Internal Direct Sum of Commutative Rings: Is I + R/I = R?

[markiv]

For a commutative ring $$R$$ and an ideal $$I$$, is it true that $$I \oplus R/I \cong R$$ ? I know in some cases this is true, and I know it's true for finitely-generated Abelian groups, but is it true for any commutative ring?

In other words, we know that $$R/I$$ is isomorphic to some ideal in $$R$$, call this $$J$$. It's clear that $$I \cap J = 0$$, but does $$I + J = R$$ ?

 

[Hurkyl]

You're missing some relevant details. What kind of isomorphism are you talking about? Ring isomorphism? Group isomorphism? Set isomorphism? When you say "ring", does it have to contain a multiplicative identity? When you say "ideal", is it even allowed to contain a multiplicative identity? (if so, there is only one such ideal)

I know it's true for finitely-generated Abelian groups

What is true? It is certainly not true that $G \cong G/H \times H$ for all abelian groups G and subgroups H -- e.g. let G be the cyclic group of 4 elements...

 

[markiv]

Heh well that last part answers my questions right away. I was talking about rings with identity and ring isomorphisms. And I was talking about just any ideal. But if it's not true for FG Abelian groups, then it can't be true for commutative rings either!

Thanks!

 

[markiv]

What is true? It is certainly not true that $G \cong G/H \times H$ for all abelian groups G and subgroups H -- e.g. let G be the cyclic group of 4 elements...

I'm just trying to understand why I thought this, but if $$H$$ is Sylow in $$G$$, then $$G \cong G/H \oplus H$$, right? Still assuming $$G$$ is FG Abelian, of course.

 

[Hurkyl]

I'm just trying to understand why I thought this

I never really remember the Sylow stuff.

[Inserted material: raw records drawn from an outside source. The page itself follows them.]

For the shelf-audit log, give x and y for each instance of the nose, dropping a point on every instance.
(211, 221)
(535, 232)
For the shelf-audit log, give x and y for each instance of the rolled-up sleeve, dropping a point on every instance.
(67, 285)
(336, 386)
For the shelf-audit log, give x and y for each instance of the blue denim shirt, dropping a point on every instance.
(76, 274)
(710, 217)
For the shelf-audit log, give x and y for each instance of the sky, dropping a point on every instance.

I have three other guesses as to why you might have thought it, though:

1. It's true for vector spaces.
2. It's "often" true for abelian groups (e.g. if the quotient is torsion free)
3. There is an isomorphism of sets between G and H (+) G/H

(For the third point, I'm pretty sure I'm using the axiom of choice)

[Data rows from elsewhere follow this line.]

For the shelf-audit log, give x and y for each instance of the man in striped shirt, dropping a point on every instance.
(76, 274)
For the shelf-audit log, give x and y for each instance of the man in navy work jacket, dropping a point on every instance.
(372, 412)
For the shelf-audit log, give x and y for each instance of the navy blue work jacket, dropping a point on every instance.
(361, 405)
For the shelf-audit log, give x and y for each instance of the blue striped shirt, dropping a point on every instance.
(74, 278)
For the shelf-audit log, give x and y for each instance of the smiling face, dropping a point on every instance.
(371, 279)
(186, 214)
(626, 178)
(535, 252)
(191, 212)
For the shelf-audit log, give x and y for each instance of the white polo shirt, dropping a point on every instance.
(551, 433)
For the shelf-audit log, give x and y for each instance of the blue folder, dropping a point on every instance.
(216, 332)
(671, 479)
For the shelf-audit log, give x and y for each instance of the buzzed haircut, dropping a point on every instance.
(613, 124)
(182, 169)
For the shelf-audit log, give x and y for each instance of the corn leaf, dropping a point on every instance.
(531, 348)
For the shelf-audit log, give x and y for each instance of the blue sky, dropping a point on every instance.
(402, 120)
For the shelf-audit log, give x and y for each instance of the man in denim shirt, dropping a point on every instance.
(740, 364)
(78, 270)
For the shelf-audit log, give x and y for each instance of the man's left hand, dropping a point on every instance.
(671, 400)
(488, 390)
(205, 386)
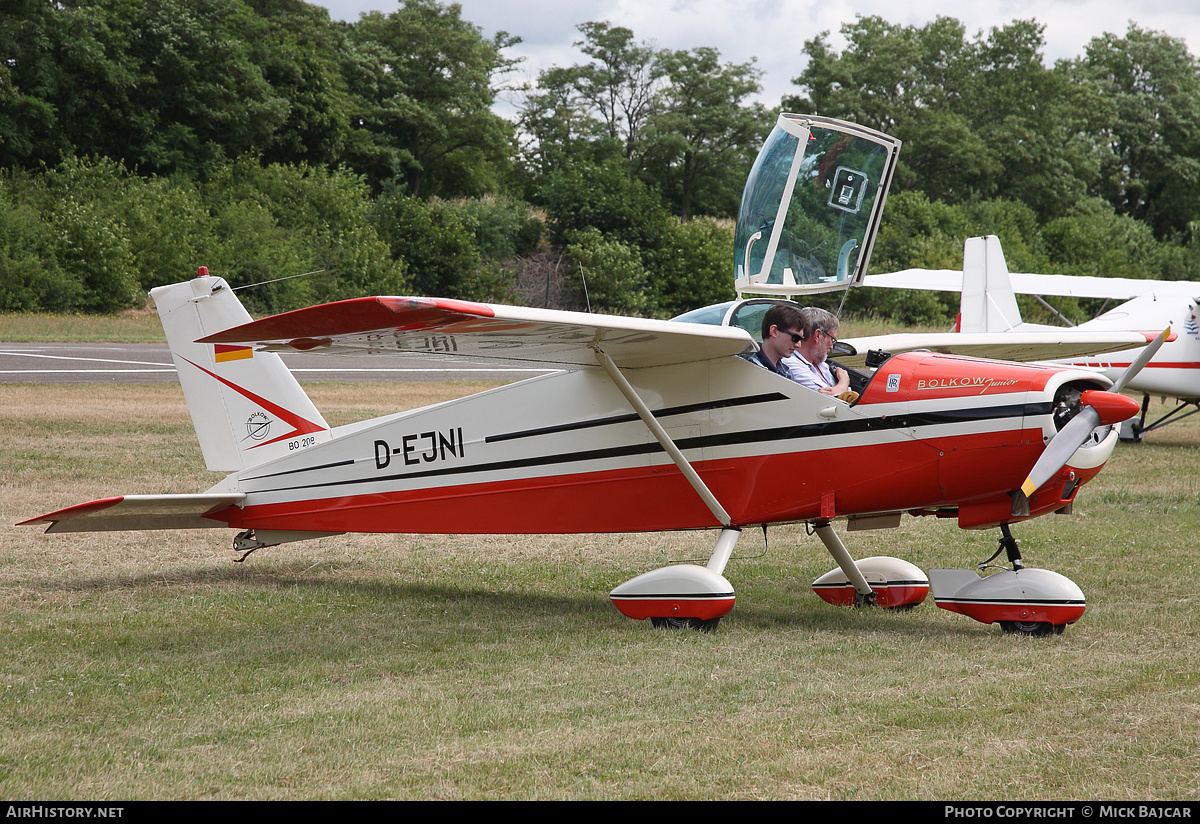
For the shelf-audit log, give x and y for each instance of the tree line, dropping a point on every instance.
(141, 138)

Or, maybe you're partially remembering a general theorem:

If there is a group homomorphism f : G/H --> G with the property that f(x) = x (mod H), then G is isomorphic to H (+) G/H​

 

[markiv]

Well this is what I was thinking. If G is a FG Abelian group, then it can be decomposed as $$G \cong \mathbb{Z}^r \oplus \mathbb{Z}_{p_1^{\alpha_1}} \oplus \cdots \oplus \mathbb{Z}_{p_n^{\alpha_n}}$$ where $$n = p_1^{\alpha_1}\cdots p_n^{\alpha_n}$$, and where $$p_i$$ are (not necessarily distinct) primes. So if $$H$$ is q-Sylow, then $$H$$ has to be of the form $$H \cong \mathbb{Z}_{q^\beta_1} \oplus \cdots \oplus \mathbb{Z}_{q^\beta_m}$$. All summands in the decomposition of $$G$$ that are q-groups must be included in the decomposition of $$H$$, otherwise $$H$$ would not be q-Sylow. But that means, if I mod out by $$H$$, then I am killing entire summands in $$G$$. I think that means then that $$G \cong G/H \oplus H$$. On the other hand, if I didn't factor out a Sylow subgroup, then I'd be leaving parts here and there in some of the summands of $$G$$. Like in the cyclic group of order 4, the whole group itself is the only summand. And so $$\mathbb{Z}_2$$ is not Sylow in $$\mathbb{Z}_4$$, so I wouldn't be killing off a whole summand if I mod out by that. $$\mathbb{Z}_2$$ would still remain. At least I think this makes sense :tongue:

 

[markiv]

Should be $$H \cong \mathbb{Z}_{q^\beta_1} \oplus \cdots \oplus \mathbb{Z}_{q^\beta_m}$$

Wait actually... FG Abelian groups are nilpotent, and a group is nilpotent if and only if it is a direct sums of its Sylow subgroups. So $$G \cong G/H \oplus H$$ if $$H$$ is a Sylow subgroup of nilpotent group $$G$$ ?